Co-Finanzierung des Einsatzes einer Krankenhausmitarbeiterin

Das Missionsärztliche Institut ist eines unserer Gründungsmitglieder und hat seit Jahrzehnten enge Beziehungen zu Tansania, vor allem im medizinischen Bereich. In Deutschland wird medizinisches Fachpersonal für den Einsatz in tropischen Ländern ausgebildet. Die Mitarbeiter sind zudem regelmäßig vor Ort tätig, um einheimisches Gesundheitspersonal zu schulen und zu beraten.

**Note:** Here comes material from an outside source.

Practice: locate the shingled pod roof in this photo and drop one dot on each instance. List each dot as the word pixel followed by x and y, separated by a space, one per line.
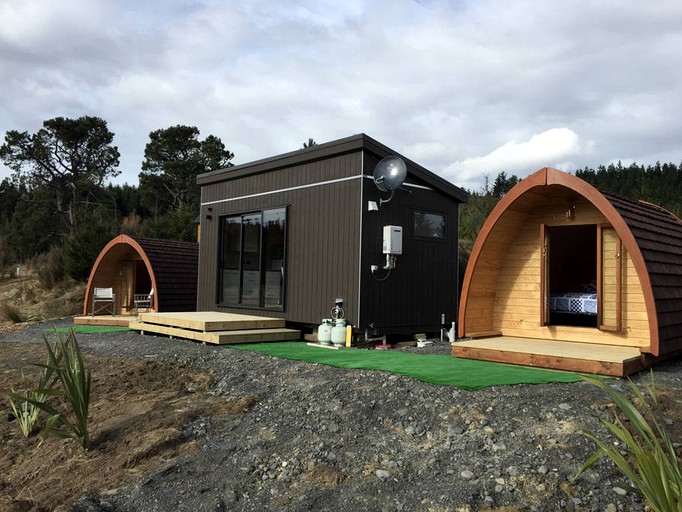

Mit der Projektförderung 2021 konnten wir den Einsatz einer Mitarbeiterin des Missionsärztlichen Instituts am Bugando Medical Centre in Mwanza, Tansania mit 2.000 Euro unterstützen. Das BMC hat ein großes Einzugsgebiet mit rund 16 Millionen dort lebenden Menschen.
Bereits 2019 war Judith Steigerwald vor Ort in der Endoskopie-Abteilung des BMC für drei Monate ehrenamtlich tätig und stellte den dringenden Schulungsbedarf des Pflegepersonals der Abteilung fest. Auch von Seiten der tansanischen Kollegen wurde der Wunsch geäußert, vor Ort von ihrer Mitarbeit und ihrer Erfahrung zu profitieren und zu lernen.
Die Endoskopie ist eine enorm wichtige Untersuchung für die Diagnosestellung und Behandlung von Erkrankungen des Magen-Darm-Traktes und gehört seit langem schon zur Standard eines gut ausgerüsteten Krankenhauses der Regelversorgung.
Nach einiger Verzögerung konnte die Reise am 04.06.21 nach Tansania beginnen.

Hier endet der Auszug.